Dec 29, 2005

Black Workers Wield Power!

By Amadi Ajamu

The historically militant Transport Workers Union Local 100 (TWU) has given the working class people in the New York City a renewed sense of power. Global market-driven politics of the 21st century demand labor resistance with a concrete political and economic force. The TWU strike in the international hub of New York City challenged the vice-like grip of corporate economic rule and government collusion on both administrative and judicial levels. Black workers took the lead and shut it down.

Unlike other unions in New York City, the TWU, under the bold leadership of a soft spoken Black man named Roger Toussaint, refused to split worker ranks. When the Metropolitan Transit Authority's "final offer" proposed cuts to the pension benefits to future workers, hence pitting old against new workers, Mr. Toussaint, President of Local 100, rebuked the proposal stating "I will not sellout the unborn."

The TWU's 33,700 predominantly black workers walked off the trains and buses on this selfless principle. On the ground, in the streets of Harlem, Bronx, Brooklyn and Queens where black people represent the majority of the population, there was solid support for the strike which lasted three days. Transit workers on the picket line at the Bergen Street depot in Brooklyn were joined by the New York City Peoples' Coalition, an adhoc organization of strike supporters who brought hot coffee, tea, and fruit to workers. "We've got people at several different depots around the city standing in solidarity with TWU. This strike is important to every worker in this city. Our position is that we are on strike too. All workers should refuse to cross the picket lines and join the strike," said Roger Wareham spokesman for the group.

As cars and vans passed, most people blew their horns and raised the "black power" fist in support. Teachers from a nearby high school brought a group of their students out to the depot to support the workers and give the students "an education in real life." The teenagers were eager to get the workers' side of the story. "You are the future workers whose pension the MTA wants to cut" one of the bus drivers explained. "We are fighting for you and us. We have to show the MTA our power. We want respect, a decent wage and benefits. No give backs or selling out our children."

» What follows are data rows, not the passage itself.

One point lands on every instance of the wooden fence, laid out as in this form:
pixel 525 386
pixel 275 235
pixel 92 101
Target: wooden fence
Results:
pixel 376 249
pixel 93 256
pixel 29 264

The economic impact of the strike was instant. Millions could not get to work. Commercial deliveries could not get through the traffic-choked streets. Prime time week-before-Christmas shopping was impossible. The TWU struck a major economic blow to the entire tri-state area.

Invoking the Taylor Law which prohibits strikes by public employees, Mayor Bloomberg and Governor Pataki virulently promised to make the TWU pay severe penalties. Black Judge Theodore Jones played hardball in the courtroom and fined TWU one million dollars for each day of the strike and threatened to jail Mr. Toussaint for contempt.

Ironically, a closer look at the Taylor Law reveals the MTA's own violation. Daily News columnist Juan Gonzalez exposed the violation, citing Section 201 of the law which clearly states that "no such retirement benefits shall be negotiated pursuant to this article, and any benefits so negotiated shall be void." According to Assemblyman Richard Brodsky, chairman of the Assembly committee which oversees the MTA, "That's what's known as an impermissible subject of bargaining." Where are the fines and jail threats to the MTA's millionaire executive club? Mayor Bloomberg and Governor Pataki are suspiciously silent on the violation of transit workers rights. Clearly, Bloomberg's "nation of laws" has distinct race and class interests. So do we!